Did you get feedback from patients as well?
We did have some patients who—in their Press Ganey surveys—made comments that Abridge made their visit better and that the clinician was clearly focusing on them more. One of them was a clinician who's been with us for well over 20 years, and this patient had been with her for over a decade, and the patient said, “This was the best visit I've ever had.”
Did any of the feedback to the pilot surprise you?
We had generally good responses from every group that piloted ambient listening, but it was best in our primary care space. Our other top users were orthopedics and sports medicine. They did phenomenal with ambient listening and I didn’t necessarily guess they would be a top user. We did see some challenges in spaces that have very specifically structured notes, but as the ambient products mature, I believe we may capture more of those users as well.
When presenting the business case to leadership, how did you frame the long-term value of this investment?

With the help of Abridge, clinicians are seeing more patients, and we didn't ask them to see more patients. We never made that a requirement to use the platform, it happened naturally.
The second was our utilization of scribes. We have about 80 clinicians who use a human scribe and the cost of scribes versus ambient technology is massively different. We were able to find quite a bit of savings through that transition, and both our clinicians and operational leaders were on board with that change.
Clinician retention and recruitment was also a key factor in our business case. During the pilot we had a couple of times where our clinical leadership would come and say, “We have a group of clinicians, very busy, who have an opportunity down the street, and they would get ambient AI down the street. Can we promise them ambient AI so they stay with us?” And we were able to accommodate. Ambient AI, as a whole, has become a standard offering for most organizations and we need to offer this to stay competitive.
What features are you looking forward to on Abridge’s product roadmap?

We're always looking for ways to make sure we're capturing codes, and especially Hierarchical Condition Category (HCC) documentation. That is on the roadmap, as well as dropping the diagnoses into the note directly rather than just being in text. That’s going to be a huge win.
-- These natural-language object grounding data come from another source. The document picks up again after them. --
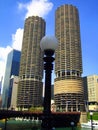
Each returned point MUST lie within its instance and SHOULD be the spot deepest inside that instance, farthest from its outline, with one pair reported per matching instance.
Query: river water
(28, 125)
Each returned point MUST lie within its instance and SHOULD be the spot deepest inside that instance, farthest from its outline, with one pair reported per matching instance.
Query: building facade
(12, 68)
(31, 65)
(92, 87)
(14, 87)
(68, 86)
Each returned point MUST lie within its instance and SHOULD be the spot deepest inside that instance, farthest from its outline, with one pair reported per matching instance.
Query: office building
(12, 68)
(68, 86)
(31, 64)
(92, 90)
(14, 87)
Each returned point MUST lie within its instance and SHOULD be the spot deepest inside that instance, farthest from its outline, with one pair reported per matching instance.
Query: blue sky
(14, 12)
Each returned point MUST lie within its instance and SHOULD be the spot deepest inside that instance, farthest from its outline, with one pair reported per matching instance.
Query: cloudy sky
(14, 12)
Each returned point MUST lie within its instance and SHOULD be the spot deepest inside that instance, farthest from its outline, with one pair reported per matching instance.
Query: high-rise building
(31, 64)
(12, 68)
(14, 86)
(68, 86)
(91, 85)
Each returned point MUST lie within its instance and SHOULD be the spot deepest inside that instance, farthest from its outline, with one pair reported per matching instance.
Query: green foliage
(36, 109)
(94, 116)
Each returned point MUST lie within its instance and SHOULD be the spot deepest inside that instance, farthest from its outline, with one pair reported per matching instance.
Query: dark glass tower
(68, 87)
(12, 68)
(31, 65)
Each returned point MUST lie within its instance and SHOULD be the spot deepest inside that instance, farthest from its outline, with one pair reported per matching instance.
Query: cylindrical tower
(31, 65)
(68, 88)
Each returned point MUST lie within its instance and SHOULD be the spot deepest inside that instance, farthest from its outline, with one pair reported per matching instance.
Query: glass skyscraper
(68, 86)
(12, 68)
(31, 64)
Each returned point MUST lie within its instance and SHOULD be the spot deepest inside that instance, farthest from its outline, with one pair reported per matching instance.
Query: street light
(48, 45)
(91, 114)
(72, 125)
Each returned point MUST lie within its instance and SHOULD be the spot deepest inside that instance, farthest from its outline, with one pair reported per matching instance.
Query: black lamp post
(72, 125)
(91, 114)
(48, 44)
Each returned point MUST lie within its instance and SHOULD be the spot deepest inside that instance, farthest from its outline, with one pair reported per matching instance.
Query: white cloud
(16, 44)
(37, 8)
(17, 39)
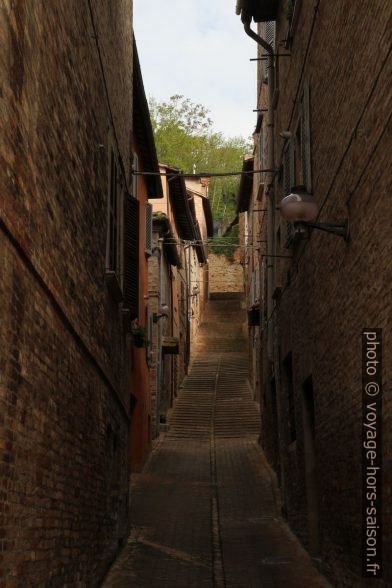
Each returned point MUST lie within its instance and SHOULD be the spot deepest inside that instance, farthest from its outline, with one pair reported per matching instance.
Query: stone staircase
(216, 397)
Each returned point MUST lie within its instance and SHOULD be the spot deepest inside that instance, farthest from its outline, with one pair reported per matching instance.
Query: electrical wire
(202, 174)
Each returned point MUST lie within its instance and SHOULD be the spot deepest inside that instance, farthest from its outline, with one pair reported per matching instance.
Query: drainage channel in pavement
(204, 511)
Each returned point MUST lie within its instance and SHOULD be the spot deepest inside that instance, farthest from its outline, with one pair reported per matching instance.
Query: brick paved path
(204, 510)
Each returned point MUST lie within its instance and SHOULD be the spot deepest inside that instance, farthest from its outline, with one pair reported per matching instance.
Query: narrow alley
(204, 512)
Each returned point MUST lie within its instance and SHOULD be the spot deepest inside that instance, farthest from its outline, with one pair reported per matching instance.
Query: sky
(198, 48)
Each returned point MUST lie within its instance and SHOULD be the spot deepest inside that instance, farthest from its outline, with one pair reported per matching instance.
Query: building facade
(178, 283)
(144, 189)
(323, 124)
(67, 294)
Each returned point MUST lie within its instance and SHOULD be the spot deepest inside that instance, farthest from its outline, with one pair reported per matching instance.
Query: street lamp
(300, 208)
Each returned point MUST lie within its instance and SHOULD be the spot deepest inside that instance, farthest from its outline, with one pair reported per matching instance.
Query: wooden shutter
(131, 256)
(305, 139)
(261, 151)
(269, 37)
(149, 329)
(288, 168)
(135, 178)
(148, 228)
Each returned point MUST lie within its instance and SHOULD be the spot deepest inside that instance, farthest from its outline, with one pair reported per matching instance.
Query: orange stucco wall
(140, 433)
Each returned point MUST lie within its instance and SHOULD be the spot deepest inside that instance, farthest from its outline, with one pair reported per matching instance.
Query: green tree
(185, 139)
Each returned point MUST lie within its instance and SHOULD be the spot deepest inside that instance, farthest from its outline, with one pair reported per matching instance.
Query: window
(148, 228)
(305, 139)
(135, 178)
(269, 37)
(131, 257)
(114, 229)
(288, 167)
(261, 152)
(149, 335)
(289, 385)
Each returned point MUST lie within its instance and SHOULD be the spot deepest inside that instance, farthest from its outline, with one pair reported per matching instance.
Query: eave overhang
(259, 10)
(142, 131)
(180, 205)
(162, 224)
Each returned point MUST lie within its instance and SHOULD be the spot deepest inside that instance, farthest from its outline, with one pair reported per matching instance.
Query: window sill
(292, 447)
(113, 285)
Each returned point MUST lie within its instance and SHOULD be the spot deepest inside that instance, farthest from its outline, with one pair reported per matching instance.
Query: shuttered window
(149, 335)
(269, 37)
(112, 256)
(131, 257)
(148, 228)
(261, 152)
(305, 139)
(288, 168)
(135, 167)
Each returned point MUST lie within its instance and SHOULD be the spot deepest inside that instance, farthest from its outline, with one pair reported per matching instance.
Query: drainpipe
(270, 184)
(159, 350)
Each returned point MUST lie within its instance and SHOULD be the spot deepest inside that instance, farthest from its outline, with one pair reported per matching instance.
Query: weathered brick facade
(64, 403)
(330, 289)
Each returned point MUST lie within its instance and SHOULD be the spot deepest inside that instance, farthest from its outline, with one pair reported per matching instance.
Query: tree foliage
(185, 139)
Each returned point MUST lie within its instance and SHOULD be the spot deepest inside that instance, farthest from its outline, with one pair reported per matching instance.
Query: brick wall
(333, 289)
(63, 402)
(225, 273)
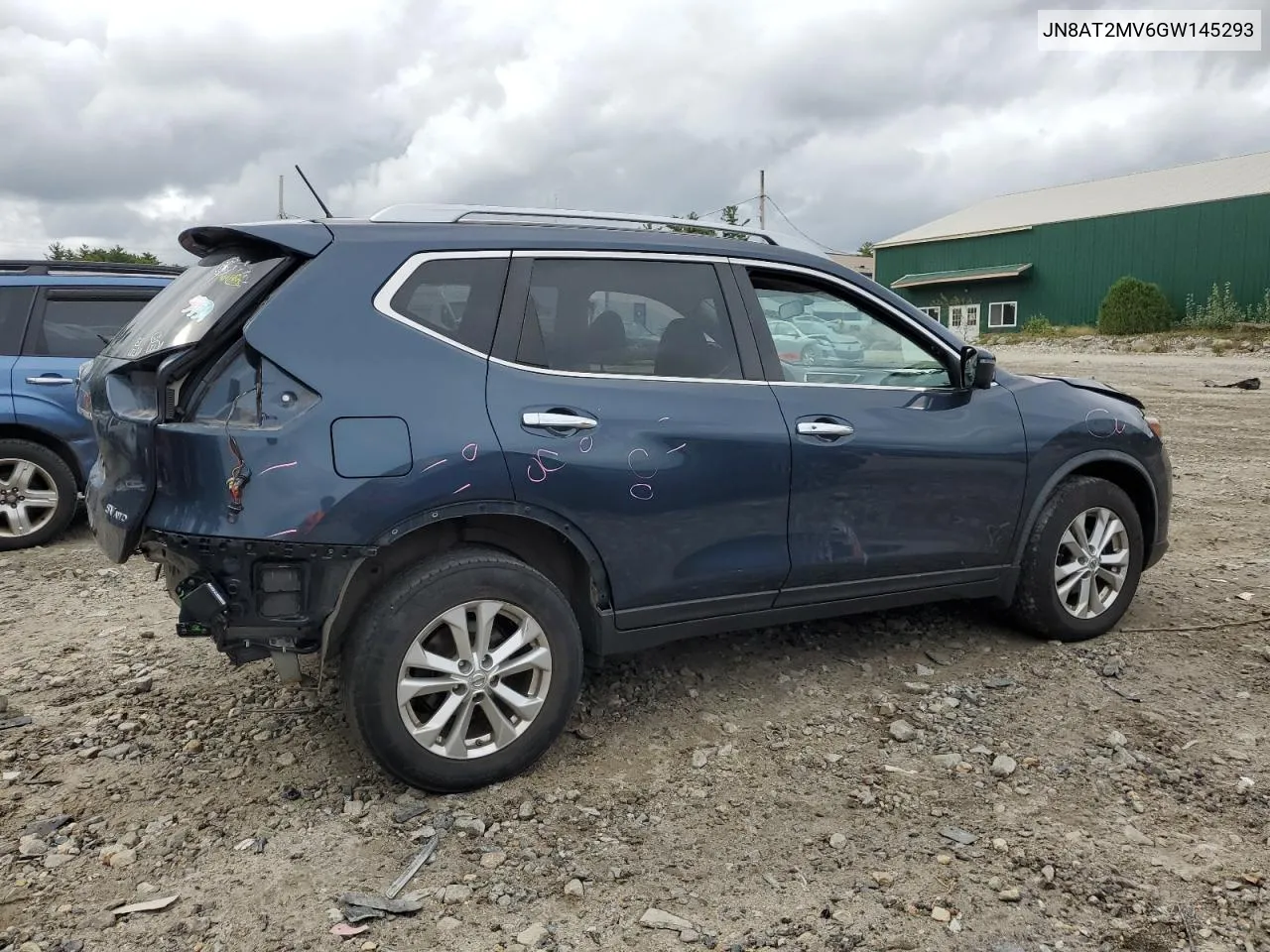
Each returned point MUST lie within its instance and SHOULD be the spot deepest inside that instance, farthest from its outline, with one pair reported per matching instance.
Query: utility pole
(762, 199)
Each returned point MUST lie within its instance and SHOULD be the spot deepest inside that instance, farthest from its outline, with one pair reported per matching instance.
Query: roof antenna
(321, 204)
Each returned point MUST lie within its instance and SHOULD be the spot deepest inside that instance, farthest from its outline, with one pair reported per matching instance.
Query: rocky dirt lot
(919, 779)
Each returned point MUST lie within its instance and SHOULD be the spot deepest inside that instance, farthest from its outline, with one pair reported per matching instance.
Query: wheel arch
(32, 434)
(1118, 468)
(536, 536)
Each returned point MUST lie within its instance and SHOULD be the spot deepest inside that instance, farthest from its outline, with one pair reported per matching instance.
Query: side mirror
(978, 368)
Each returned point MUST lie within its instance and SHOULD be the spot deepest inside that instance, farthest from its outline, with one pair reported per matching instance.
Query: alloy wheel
(28, 498)
(1092, 562)
(474, 679)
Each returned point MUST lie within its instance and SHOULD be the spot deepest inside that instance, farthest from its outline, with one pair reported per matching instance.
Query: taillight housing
(82, 395)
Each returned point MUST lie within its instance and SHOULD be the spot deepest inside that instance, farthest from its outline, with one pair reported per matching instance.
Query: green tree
(58, 252)
(1133, 306)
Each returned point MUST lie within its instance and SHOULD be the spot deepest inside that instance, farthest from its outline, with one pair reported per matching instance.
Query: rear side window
(191, 304)
(14, 308)
(648, 318)
(454, 298)
(79, 324)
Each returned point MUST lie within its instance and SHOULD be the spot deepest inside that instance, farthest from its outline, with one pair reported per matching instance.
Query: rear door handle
(824, 428)
(559, 421)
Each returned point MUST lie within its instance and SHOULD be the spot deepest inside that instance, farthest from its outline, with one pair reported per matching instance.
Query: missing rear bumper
(253, 599)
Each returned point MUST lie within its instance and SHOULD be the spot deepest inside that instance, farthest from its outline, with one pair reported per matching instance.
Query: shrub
(1222, 309)
(1133, 306)
(1039, 326)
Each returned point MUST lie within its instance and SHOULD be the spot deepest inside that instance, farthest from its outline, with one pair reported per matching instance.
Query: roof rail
(423, 213)
(49, 267)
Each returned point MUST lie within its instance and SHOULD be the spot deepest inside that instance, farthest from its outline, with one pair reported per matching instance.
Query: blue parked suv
(427, 443)
(55, 315)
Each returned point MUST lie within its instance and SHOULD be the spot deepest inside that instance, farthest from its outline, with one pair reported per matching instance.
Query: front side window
(76, 324)
(186, 309)
(652, 318)
(862, 347)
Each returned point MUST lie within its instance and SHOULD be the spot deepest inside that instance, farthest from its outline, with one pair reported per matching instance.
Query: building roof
(1183, 184)
(856, 263)
(964, 275)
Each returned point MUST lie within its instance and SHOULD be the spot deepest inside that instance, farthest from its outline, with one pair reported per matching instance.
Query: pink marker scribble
(540, 465)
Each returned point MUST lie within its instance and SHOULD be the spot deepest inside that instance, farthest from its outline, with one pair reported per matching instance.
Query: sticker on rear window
(234, 272)
(199, 308)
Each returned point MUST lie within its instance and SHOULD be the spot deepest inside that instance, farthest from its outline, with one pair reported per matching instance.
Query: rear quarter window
(456, 298)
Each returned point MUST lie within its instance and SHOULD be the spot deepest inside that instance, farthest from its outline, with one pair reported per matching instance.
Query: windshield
(190, 306)
(784, 329)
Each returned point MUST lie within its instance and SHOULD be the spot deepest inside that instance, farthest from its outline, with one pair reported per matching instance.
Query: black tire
(377, 644)
(63, 481)
(1037, 606)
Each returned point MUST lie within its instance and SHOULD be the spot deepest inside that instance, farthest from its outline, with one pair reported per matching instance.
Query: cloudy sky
(127, 121)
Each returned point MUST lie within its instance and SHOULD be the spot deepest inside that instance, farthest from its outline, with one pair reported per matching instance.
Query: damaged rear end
(180, 403)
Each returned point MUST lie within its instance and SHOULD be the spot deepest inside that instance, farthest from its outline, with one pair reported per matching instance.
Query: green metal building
(1056, 252)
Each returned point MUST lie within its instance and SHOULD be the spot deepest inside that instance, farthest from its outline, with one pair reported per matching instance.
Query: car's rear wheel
(1080, 566)
(37, 494)
(463, 671)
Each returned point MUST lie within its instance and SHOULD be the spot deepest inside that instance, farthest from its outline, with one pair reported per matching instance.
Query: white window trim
(1002, 304)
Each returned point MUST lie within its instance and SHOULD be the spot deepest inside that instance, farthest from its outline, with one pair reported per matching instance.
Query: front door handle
(824, 428)
(559, 421)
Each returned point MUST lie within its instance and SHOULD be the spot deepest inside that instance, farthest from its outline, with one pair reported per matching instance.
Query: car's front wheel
(1082, 561)
(37, 494)
(463, 671)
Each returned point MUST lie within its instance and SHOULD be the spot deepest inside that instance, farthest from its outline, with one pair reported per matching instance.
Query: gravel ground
(919, 779)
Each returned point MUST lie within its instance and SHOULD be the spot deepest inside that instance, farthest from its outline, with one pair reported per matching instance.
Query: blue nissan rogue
(55, 315)
(466, 449)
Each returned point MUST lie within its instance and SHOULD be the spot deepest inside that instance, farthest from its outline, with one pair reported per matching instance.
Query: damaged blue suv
(466, 449)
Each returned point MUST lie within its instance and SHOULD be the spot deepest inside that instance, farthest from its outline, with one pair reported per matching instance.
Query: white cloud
(134, 121)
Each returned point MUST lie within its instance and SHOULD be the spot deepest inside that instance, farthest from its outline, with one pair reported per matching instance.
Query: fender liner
(443, 515)
(540, 515)
(1067, 468)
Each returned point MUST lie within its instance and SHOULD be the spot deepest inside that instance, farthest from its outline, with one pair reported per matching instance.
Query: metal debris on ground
(959, 835)
(408, 812)
(1246, 384)
(416, 865)
(411, 902)
(359, 914)
(46, 828)
(347, 930)
(150, 905)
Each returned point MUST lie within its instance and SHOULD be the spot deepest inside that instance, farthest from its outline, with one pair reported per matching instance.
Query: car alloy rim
(474, 679)
(28, 498)
(1092, 562)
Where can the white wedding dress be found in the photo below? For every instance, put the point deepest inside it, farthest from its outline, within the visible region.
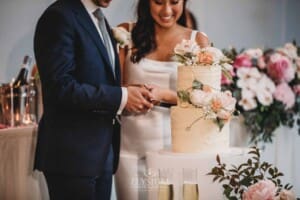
(144, 132)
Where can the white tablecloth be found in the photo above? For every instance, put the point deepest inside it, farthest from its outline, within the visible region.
(17, 179)
(202, 162)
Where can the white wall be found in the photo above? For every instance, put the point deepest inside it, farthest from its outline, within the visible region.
(239, 23)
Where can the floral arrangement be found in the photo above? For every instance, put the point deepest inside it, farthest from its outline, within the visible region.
(252, 180)
(216, 105)
(189, 53)
(122, 36)
(267, 87)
When we started this project, our team would ask pilot users, “What do you wish this tool could do that it can’t do already?” The answer was almost universally: orders. “We want Abridge to queue up orders!” I was pleased that we got it at the end of our pilot. There were many cheers of joy, and it sounds like it is a feature that is going to improve even more. We have some clinicians who do not use a computer in the room, they walk in, they talk to the patient, they walk back out and place their orders. For that workflow, ambient orders are going to be incredibly helpful and time saving.
This interview was edited for length and clarity.